Indiens Außenminister Subrahmanyam Jaishankar bestätigte am Freitag, dass er mit Blinken und dem nationalen Sicherheitsberater der USA, Jake Sullivan, über die kanadischen Vorwürfe bezüglich der möglichen Verwicklung Neu-Delhis in die Tötung eines Sikh-Separatistenführers im Juni in Kanada gesprochen habe.

"Sie teilten die Ansichten und Einschätzungen der USA zu dieser ganzen Situation mit und ich habe ihnen ausführlich ... eine Zusammenfassung meiner Bedenken erläutert", sagte Jaishankar bei einer Veranstaltung des Hudson Institute in Washington.

Die Beziehungen zwischen Indien und Kanada sind ernsthaft angespannt, nachdem der kanadische Premierminister Justin Trudeau Anfang des Monats vor dem Parlament erklärt hatte, Kanada habe den Verdacht, dass indische Regierungsagenten mit dem Mord an dem Sikh-Separatisten Hardeep Singh Nijjar in Verbindung stünden.

Der Vorfall hat die Vereinigten Staaten diplomatisch in eine unangenehme Lage gebracht, da Kanada ein Nachbar und formaler Verbündeter ist und Washington sich intensiv auf die Entwicklung der Beziehungen zu Indien konzentriert hat, das ein wichtiger Partner bei seinen Bemühungen ist, sich gegen den wachsenden chinesischen Einfluss in der indopazifischen Region zu wehren.

Ein offizieller Bericht des Außenministeriums über das Treffen zwischen Blinken und Jaishankar, der am Donnerstag veröffentlicht wurde, erwähnte die Nijjar-Frage nicht.

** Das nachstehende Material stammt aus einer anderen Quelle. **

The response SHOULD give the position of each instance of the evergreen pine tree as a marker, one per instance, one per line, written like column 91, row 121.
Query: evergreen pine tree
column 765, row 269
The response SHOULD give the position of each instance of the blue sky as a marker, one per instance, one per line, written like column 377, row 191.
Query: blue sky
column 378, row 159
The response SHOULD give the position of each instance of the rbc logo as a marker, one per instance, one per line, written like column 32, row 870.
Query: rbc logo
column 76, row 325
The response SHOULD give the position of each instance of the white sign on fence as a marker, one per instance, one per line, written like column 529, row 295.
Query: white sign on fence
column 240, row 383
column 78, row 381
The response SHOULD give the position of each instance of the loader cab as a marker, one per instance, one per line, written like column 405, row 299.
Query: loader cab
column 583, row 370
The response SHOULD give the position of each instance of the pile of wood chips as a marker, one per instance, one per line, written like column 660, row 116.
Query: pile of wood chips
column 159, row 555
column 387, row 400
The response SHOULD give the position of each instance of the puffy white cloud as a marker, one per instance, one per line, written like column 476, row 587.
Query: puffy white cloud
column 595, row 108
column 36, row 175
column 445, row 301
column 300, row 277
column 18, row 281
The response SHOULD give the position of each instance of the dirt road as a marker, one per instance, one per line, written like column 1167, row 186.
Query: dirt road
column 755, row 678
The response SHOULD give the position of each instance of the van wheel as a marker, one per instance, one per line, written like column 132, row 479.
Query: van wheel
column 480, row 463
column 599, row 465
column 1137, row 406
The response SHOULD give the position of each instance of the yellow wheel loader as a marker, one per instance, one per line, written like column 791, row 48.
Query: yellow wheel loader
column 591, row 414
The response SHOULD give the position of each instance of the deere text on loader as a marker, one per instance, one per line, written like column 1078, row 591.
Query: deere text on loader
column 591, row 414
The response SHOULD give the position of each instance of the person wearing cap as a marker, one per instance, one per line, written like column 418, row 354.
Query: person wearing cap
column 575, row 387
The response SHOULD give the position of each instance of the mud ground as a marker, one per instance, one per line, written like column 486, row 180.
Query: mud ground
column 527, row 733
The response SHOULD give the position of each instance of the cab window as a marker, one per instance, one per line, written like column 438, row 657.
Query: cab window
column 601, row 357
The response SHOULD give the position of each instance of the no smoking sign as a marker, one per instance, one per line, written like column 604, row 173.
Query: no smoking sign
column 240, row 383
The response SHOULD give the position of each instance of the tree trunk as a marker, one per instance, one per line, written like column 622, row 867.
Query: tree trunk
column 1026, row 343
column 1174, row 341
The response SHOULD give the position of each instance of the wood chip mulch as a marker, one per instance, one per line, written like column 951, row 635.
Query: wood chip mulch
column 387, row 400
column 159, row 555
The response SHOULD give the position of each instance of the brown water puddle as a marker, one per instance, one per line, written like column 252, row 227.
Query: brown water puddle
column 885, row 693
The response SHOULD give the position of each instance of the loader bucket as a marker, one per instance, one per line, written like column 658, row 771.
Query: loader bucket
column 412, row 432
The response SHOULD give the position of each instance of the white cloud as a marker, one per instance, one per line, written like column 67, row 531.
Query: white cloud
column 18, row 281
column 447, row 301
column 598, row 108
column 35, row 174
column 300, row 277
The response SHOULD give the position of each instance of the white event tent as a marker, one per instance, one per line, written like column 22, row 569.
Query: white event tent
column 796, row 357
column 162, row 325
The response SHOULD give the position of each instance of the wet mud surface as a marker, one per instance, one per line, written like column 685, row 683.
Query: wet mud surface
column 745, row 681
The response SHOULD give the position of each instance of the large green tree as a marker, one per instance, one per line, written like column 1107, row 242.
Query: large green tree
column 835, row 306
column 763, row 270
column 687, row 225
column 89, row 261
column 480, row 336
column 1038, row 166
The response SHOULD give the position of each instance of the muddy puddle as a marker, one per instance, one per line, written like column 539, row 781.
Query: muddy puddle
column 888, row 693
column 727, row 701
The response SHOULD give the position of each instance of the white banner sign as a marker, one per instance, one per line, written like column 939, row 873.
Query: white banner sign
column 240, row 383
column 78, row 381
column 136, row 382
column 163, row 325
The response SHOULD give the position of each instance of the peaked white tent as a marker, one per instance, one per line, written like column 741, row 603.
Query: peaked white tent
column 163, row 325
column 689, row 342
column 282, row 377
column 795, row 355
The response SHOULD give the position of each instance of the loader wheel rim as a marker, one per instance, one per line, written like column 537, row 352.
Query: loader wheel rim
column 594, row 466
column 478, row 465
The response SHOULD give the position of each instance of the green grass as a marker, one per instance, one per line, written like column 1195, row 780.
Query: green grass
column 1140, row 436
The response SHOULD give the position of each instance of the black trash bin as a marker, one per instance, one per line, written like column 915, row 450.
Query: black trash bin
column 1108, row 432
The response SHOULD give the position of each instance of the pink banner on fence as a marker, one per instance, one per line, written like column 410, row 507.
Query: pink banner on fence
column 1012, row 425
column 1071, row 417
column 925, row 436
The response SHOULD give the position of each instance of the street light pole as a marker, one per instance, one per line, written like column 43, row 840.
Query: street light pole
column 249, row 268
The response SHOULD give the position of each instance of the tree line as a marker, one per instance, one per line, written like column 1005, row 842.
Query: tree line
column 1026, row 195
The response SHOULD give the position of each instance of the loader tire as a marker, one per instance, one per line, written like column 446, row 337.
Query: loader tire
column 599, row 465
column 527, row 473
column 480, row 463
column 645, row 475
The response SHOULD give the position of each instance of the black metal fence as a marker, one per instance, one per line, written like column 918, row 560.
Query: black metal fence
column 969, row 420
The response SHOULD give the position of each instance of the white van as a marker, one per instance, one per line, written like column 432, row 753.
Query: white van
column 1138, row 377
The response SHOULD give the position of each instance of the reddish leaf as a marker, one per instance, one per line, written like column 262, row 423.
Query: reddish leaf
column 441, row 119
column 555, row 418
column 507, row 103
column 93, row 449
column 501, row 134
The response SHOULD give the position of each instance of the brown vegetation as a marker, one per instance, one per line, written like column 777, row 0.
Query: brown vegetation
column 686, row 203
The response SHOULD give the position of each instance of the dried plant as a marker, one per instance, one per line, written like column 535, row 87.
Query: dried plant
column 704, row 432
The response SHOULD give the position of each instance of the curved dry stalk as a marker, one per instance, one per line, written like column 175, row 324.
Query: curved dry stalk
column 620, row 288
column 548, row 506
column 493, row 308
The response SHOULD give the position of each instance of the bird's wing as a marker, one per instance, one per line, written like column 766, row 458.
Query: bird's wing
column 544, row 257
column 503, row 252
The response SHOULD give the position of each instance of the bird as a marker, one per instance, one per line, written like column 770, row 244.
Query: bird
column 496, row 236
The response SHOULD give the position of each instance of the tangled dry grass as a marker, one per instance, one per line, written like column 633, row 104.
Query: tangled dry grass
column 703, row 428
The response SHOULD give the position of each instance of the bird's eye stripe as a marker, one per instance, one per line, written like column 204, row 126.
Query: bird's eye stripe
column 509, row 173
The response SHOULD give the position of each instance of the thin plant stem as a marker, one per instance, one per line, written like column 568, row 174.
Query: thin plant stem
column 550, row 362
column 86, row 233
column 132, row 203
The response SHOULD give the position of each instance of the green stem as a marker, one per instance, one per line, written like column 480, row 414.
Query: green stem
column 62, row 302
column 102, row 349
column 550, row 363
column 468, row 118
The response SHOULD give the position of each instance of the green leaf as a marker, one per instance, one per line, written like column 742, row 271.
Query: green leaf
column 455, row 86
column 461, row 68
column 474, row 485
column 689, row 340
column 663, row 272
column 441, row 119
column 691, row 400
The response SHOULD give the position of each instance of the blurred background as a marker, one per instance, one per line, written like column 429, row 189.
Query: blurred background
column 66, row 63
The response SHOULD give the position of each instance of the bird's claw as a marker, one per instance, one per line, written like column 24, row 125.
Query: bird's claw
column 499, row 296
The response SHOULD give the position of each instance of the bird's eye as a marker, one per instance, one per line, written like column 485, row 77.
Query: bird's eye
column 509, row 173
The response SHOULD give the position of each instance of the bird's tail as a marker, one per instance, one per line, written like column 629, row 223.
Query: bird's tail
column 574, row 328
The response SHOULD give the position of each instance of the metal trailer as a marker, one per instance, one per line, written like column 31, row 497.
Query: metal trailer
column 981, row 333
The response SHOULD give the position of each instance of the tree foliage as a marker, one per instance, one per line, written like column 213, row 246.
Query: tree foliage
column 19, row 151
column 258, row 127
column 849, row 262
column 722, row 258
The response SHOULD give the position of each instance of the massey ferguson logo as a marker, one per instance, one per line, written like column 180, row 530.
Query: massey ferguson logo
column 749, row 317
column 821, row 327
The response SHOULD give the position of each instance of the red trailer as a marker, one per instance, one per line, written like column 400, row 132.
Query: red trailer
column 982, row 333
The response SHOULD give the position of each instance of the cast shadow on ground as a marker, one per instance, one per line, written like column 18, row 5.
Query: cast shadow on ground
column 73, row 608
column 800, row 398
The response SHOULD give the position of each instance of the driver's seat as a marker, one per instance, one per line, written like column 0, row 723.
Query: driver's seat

Ein ungenannter US-Beamter bestätigte jedoch am späten Donnerstag, dass sie bei dem Treffen angesprochen wurde und dass Blinken Indien aufgefordert hatte, bei den Ermittlungen zu kooperieren.

Am Freitag sagte ein Sprecher des Außenministeriums, dass die beiden während ihres Treffens "eine ganze Reihe von Themen erörtert haben, die sich auf die wichtigen, strategischen und folgenreichen Beziehungen zwischen den Vereinigten Staaten und Indien auswirken" und dass die wichtigsten Themen im offiziellen Protokoll festgehalten wurden.

"Minister Blinken nutzte auch die Gelegenheit, Indien aufzufordern, in vollem Umfang mit den laufenden kanadischen Ermittlungen zu kooperieren", fügte die Sprecherin hinzu.

Trudeau sagte am Donnerstag in Quebec, er sei sicher, dass Blinken das Thema mit Jaishankar ansprechen werde.

Nijjar war kanadischer Staatsbürger, aber Indien hatte ihn zum "Terroristen" erklärt. Er unterstützte die Sache von Khalistan oder einer unabhängigen Heimat für Sikhs, die aus Indien herausgelöst werden sollte.

Traditionelle kanadische Verbündete, darunter die Vereinigten Staaten, scheinen in dieser Angelegenheit eine vorsichtige Haltung einzunehmen. Analysten sagen, dass dies zum Teil darauf zurückzuführen ist, dass Washington und andere wichtige Akteure Indien als wichtiges Gegengewicht zu China betrachten.

Jaishankar sagte am Dienstag, dass Neu-Delhi Kanada mitgeteilt habe, dass es bereit sei, jede "spezifische" oder "relevante" Information über die Tötung zu prüfen.

Trudeau, der sich noch nicht öffentlich zu den Beweisen geäußert hat, sagte letzte Woche, er habe Indien "vor vielen Wochen" über die "glaubwürdigen Anschuldigungen" informiert.

Blinken und Sullivan sagten letzte Woche, Washington sei "zutiefst besorgt" über die von Trudeau vorgebrachten Anschuldigungen.

Der US-Botschafter in Kanada sagte dem kanadischen Fernsehen, dass einige Informationen über den Fall von der Geheimdienstallianz Five Eyes gesammelt worden seien, zu der die USA, Kanada, Australien, Neuseeland und Großbritannien gehören.